25/06/2025
Creating glossaries for MT and AI: why less is sometimes more
Anyone who uses machine translation (MT) or AI systems for translation is familiar with this problem: AI sometimes translates “Bolzen” as “bolt”, sometimes as “stud” – depending on the day of the week. This results in a lot of post-editing being required, which quickly eats up the cost savings of AI. Glossaries have proven to be a tried-and-tested tool for minimising these errors. In our projects, we have reduced terminology corrections by more than half by integrating a glossary. This may lead people to assume that the more terminology you specify, the greater the benefit, but that is not true. An overcrowded glossary may even lead to more errors. The sheer volume overwhelms the system and, in the end, individual terms overshadow the desired end result. As is so often the case, the familiar principle also applies to glossaries: less is sometimes more.

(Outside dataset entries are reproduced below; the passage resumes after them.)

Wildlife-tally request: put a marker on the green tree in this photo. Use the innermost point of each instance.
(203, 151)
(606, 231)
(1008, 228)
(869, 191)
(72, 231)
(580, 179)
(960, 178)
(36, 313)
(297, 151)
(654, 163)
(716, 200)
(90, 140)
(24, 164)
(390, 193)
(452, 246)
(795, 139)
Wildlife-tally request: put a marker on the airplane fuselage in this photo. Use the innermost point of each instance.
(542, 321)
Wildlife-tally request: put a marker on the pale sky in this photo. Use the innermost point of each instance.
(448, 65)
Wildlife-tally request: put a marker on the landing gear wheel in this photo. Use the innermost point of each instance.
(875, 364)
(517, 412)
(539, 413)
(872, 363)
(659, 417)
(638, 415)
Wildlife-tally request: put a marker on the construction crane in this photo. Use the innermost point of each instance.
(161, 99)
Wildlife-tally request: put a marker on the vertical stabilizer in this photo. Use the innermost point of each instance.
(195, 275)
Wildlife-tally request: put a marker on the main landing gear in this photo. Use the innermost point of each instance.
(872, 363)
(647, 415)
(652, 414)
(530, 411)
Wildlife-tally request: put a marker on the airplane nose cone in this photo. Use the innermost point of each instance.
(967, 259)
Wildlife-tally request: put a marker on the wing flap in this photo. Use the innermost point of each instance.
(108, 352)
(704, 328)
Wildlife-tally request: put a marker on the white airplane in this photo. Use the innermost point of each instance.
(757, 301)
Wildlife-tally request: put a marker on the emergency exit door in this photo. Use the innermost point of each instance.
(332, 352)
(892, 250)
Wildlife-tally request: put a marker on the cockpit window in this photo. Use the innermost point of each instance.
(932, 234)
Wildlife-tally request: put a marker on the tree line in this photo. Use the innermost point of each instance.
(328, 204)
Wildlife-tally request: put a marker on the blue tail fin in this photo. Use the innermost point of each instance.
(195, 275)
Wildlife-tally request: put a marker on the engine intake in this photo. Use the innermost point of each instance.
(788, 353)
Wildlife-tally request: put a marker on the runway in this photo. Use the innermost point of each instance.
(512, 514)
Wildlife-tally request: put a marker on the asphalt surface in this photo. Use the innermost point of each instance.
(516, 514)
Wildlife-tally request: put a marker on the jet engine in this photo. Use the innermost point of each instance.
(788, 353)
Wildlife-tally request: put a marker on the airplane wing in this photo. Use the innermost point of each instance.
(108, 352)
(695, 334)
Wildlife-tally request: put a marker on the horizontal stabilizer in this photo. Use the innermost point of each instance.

Why glossaries are indispensable
Glossaries are a real game changer in helping to increase quality and decrease the work required later down the line. Our analyses from post-editing projects show that terminology changes account for between 14 and 45 per cent of all corrections. Therefore, they account for considerable time and costs.
The great advantage of glossaries is that your desired terminology is integrated into generic systems – i.e. into MT and AI systems that have never worked with your company-specific data before. This makes glossaries the perfect middle ground between complex AI training and time-consuming post-editing.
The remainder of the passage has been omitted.